A half hour later, a woman walked down the sidewalk. She appeared to be in her early thirties, with long chestnut-colored hair, a prominent nose, high cheekbones, and dark eyes. She wore a gray business suit, a shirt-jacket-and-slacks arrangement that did not conceal her long-legged, thoroughbred build. She carried a briefcase and walked with good posture and confidence.

Lucas got out of his Jeep as she hit the steps leading to the house with the lime green trim. He jogged across the street and said, “Lisa Weitzman?”
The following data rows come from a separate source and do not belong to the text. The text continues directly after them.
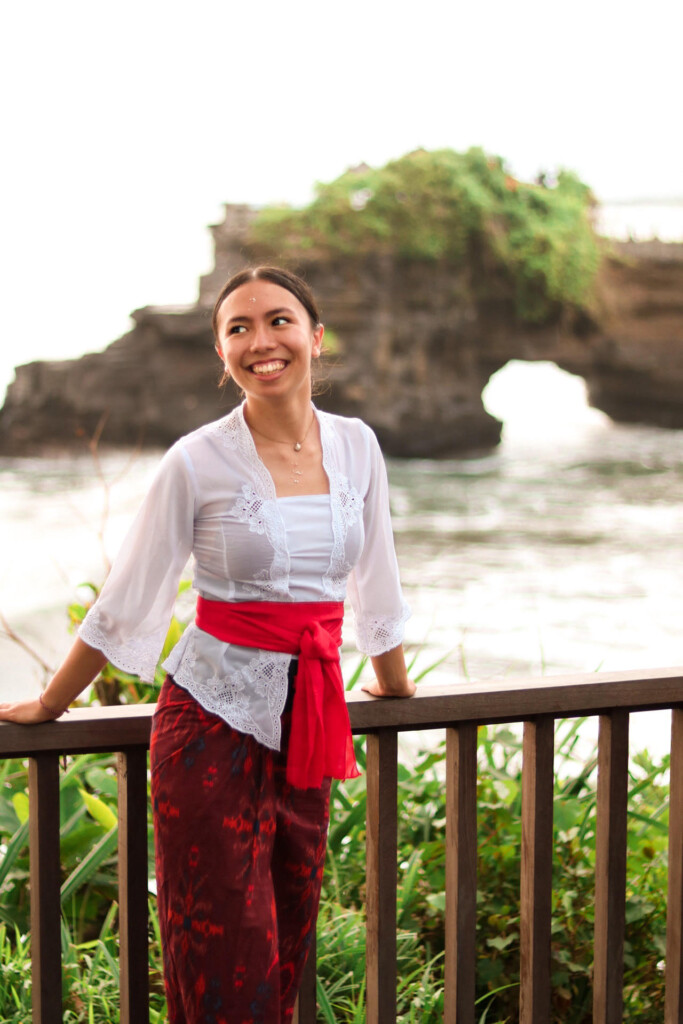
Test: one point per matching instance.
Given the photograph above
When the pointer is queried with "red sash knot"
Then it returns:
(321, 741)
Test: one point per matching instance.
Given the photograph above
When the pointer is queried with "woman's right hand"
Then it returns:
(25, 713)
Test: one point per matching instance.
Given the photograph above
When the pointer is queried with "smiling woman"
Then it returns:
(284, 509)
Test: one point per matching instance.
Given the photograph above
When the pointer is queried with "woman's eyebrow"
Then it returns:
(269, 312)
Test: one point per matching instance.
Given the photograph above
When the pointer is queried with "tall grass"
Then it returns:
(89, 828)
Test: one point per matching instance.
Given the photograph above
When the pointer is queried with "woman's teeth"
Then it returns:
(268, 368)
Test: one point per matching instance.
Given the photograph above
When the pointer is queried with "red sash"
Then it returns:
(321, 741)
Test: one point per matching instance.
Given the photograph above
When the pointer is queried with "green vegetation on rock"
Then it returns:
(536, 241)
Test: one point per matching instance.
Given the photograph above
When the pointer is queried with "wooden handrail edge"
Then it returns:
(95, 729)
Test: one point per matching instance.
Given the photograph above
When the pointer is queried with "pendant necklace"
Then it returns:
(297, 474)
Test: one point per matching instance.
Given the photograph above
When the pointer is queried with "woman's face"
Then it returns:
(266, 340)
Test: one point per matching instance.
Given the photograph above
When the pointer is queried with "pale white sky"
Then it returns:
(125, 127)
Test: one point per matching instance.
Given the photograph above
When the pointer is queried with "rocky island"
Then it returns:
(414, 343)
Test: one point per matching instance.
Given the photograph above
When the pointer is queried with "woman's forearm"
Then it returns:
(78, 670)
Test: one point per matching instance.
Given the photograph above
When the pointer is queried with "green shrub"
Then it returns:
(535, 241)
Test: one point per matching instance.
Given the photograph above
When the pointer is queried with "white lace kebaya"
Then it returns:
(214, 499)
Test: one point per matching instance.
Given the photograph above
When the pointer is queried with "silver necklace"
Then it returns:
(296, 446)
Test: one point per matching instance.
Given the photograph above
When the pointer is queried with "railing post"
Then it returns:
(381, 884)
(537, 870)
(45, 884)
(133, 939)
(610, 838)
(305, 1008)
(674, 975)
(461, 873)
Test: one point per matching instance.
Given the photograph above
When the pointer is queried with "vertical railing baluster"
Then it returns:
(461, 854)
(674, 975)
(382, 869)
(45, 883)
(134, 967)
(610, 867)
(537, 869)
(305, 1009)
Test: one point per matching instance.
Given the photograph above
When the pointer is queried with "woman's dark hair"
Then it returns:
(276, 275)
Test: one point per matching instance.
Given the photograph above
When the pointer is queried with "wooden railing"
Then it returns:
(459, 709)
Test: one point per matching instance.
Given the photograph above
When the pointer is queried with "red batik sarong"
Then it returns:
(240, 855)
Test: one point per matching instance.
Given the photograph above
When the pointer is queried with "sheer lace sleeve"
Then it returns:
(129, 621)
(374, 587)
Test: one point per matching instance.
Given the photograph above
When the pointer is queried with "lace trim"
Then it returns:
(257, 507)
(138, 655)
(347, 506)
(262, 682)
(377, 635)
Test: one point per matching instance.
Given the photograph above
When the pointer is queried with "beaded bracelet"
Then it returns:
(54, 712)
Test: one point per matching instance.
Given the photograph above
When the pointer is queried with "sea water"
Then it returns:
(560, 551)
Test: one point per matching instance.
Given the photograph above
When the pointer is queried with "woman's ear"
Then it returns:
(317, 341)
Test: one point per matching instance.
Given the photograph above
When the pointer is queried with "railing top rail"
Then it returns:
(434, 706)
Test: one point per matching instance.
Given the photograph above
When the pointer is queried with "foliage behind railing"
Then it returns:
(422, 848)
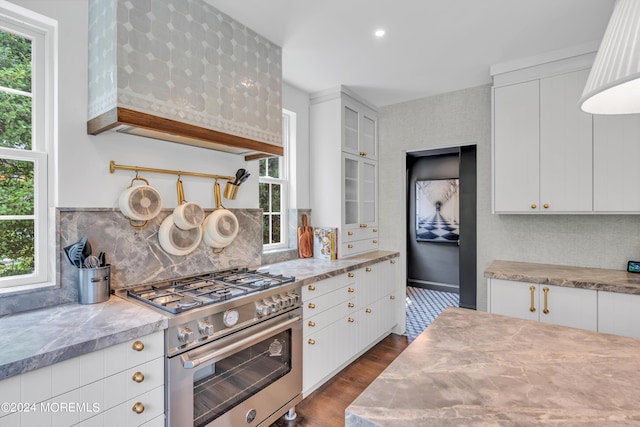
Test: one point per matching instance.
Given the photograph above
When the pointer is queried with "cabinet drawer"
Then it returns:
(323, 302)
(357, 246)
(313, 324)
(354, 234)
(322, 287)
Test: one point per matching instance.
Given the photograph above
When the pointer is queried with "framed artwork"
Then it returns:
(437, 210)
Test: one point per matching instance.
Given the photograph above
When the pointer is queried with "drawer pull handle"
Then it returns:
(546, 301)
(533, 298)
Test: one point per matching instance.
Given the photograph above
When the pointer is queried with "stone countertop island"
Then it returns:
(476, 368)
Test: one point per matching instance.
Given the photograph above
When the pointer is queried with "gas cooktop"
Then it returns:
(192, 292)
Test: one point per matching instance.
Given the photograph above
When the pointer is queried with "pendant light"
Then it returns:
(613, 86)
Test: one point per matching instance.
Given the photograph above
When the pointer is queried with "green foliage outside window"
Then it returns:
(16, 176)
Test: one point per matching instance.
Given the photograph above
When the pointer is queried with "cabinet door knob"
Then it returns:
(138, 377)
(533, 299)
(546, 301)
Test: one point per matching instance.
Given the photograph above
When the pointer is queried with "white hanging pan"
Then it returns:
(140, 202)
(187, 215)
(176, 241)
(221, 226)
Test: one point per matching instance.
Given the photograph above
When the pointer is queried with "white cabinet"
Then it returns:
(616, 149)
(120, 385)
(619, 314)
(559, 305)
(343, 317)
(542, 149)
(344, 130)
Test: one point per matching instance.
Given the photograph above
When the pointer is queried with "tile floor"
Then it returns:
(423, 306)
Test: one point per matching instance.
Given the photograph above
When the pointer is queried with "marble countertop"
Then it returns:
(37, 338)
(476, 368)
(561, 275)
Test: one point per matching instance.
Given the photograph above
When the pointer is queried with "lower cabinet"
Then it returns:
(343, 317)
(559, 305)
(121, 385)
(619, 314)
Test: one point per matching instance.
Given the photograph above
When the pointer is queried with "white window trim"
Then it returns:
(288, 135)
(43, 32)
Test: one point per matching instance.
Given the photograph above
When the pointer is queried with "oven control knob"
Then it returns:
(262, 309)
(205, 328)
(185, 335)
(230, 317)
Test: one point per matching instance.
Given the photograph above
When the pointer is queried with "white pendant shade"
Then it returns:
(613, 86)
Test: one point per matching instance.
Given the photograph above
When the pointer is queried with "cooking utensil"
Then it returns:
(305, 239)
(177, 241)
(140, 202)
(187, 215)
(91, 261)
(221, 226)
She stopped and turned, cool and unafraid. “Yes?”

“Spero Lucas,” he said. “I’m an investigator.”

NINE

He sat on her porch, on a folding metal chair that was one of two situated around a small round metal table. Lucas had asked for ten minutes of her time. She had agreed and told him to wait outside. She went into her home and when she returned she had removed her jacket. Her white button-down shirt was fitted and served her well. She took a seat in the second chair. Dusk had come to the street.